ComfyUI-AnyText/README.md
FlintyLemming e1911954ed Init
2024-09-25 15:18:31 +08:00

8.1 KiB
Raw Blame History

Unofficial Simple And Rough Implementation Of AnyText | 中文说明

Original Repo: AnyText: Multilingual Visual Text Generation And Editing

For personal reason Suspended maintenance.

Warning:

  • I'm not a coder, so many issues i have no idea how to solve.
  • Do not install modelscope & tensorflow packages if damo/nlp_csanmt_translation_zh2en translator not needed!!!
  • This custom-node results maybe worse than official.
  • Tested only on cuda with fp16/fp32 , you can try others options but maybe not work.
  • Tested with Official_ComfyUI_Stable_Release using python_embed on windows in my case. Distributions from unofficial or vitural env or other OS(such as linux) maybe not work.
  • Tensorflow need specified cuda_version to run on gpu, but on native windows tensorflow 2.10+: look at the note will not work on cuda, we need linux or wsl2 to make gpu work. In this case, damo/nlp_csanmt_translation_zh2en translator will run slowly on cpu.
  • If error Input type (torch.cuda.FloatTensor) and weight type (torch.FloatTensor) should be the same raise, try set all_to_device to true, maybe works. Thanks to @602387193c----->issues/17.
  • If error expected scalar type Half but found Float, try fp32.

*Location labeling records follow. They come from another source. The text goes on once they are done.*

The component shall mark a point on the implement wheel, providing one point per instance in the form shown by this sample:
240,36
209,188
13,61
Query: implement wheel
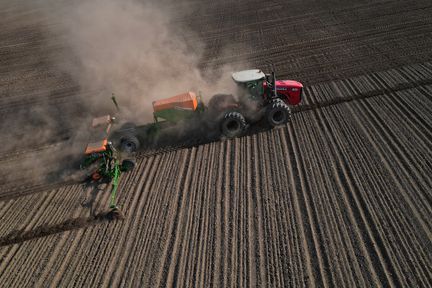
233,124
129,143
127,165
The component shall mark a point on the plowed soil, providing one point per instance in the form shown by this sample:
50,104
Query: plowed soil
339,197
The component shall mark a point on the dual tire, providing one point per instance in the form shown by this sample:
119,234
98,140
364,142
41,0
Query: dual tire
278,113
234,123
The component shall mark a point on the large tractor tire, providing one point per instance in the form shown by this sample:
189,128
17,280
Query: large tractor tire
278,113
129,143
233,124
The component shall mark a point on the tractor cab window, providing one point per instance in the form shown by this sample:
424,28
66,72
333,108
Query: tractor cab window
255,89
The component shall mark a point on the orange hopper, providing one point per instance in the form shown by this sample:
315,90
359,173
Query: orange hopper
186,101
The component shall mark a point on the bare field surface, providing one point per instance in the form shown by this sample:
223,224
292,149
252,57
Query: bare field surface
339,197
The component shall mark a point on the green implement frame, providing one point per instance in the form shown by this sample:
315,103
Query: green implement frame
115,182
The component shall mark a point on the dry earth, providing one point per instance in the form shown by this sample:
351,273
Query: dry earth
341,196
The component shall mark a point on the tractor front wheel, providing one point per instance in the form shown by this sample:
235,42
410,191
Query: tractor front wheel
278,113
233,124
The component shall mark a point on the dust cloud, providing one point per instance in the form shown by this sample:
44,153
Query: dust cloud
137,50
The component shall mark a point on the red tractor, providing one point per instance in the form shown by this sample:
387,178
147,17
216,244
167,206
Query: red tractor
259,95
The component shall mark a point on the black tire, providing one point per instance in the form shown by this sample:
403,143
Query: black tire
233,124
127,165
278,113
129,143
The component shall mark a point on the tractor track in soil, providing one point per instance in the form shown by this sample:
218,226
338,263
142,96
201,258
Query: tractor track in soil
340,197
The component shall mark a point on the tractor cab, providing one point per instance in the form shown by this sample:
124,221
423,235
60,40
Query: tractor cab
251,82
260,86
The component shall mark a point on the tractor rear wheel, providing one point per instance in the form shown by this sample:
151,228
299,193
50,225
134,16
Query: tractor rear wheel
129,143
278,113
233,124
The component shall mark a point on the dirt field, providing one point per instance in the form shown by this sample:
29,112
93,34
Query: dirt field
339,197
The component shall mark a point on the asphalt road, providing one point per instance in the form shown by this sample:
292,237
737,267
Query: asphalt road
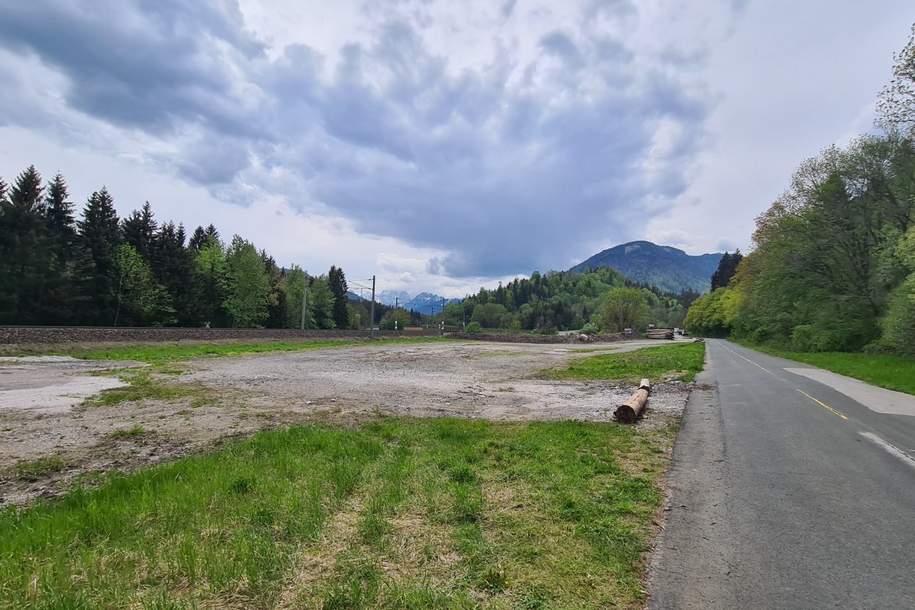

v2 test, more native, not remote_code mode.

Instructions:

  • utrobinmv/t5_translate_en_ru_zh_small_1024 (212MB) is faster and smaller, but accurancy is far worse than damo/nlp_csanmt_translation_zh2en(7.3GB).
  • Input_prompts will be checked if is_Chinese_prompts to decide whether auto load translator or not.
  • Numbers of draw_masks must >= nunbers of string_content (in the "") we want to generate, or it will raise an error "not enough values to unpack".
  • works on my pc: ComfyUI official release+(ComfyUI_windows_portable\ComfyUI)start with powershell+python_embed+win10+py311+torch2.3.0+cu121+rtx3050laptop(4GB).
  • pillow>=9.5.0(10.3.0) Most packages are the newest.
  • Accept any resolution image input, but will resized to <=768, output images will limited to <=768.(Official method)
  • If font、ckpt_name、clip、translator set to Auto_DownLoad, default models will automtically download to specified directory. Models will loaded if models already exist.
  • AnyText model will download into "ComfyUI\models\checkpoints\15\anytext_v1.1.safetensors" from huggingface(fp16: 2.66 GB).
  • We can manually download AnyText-FP32-5.73 GB from modelscope,(fp32 5.73 GB).Then put it into ComfyUI\models\checkpoints.
  • Or manually download AnyText-FP16-2.66 GB from huggingface and rename it to anytext_v1.1.safetensors or whatever you like.Then put it into ComfyUI\models\checkpoints.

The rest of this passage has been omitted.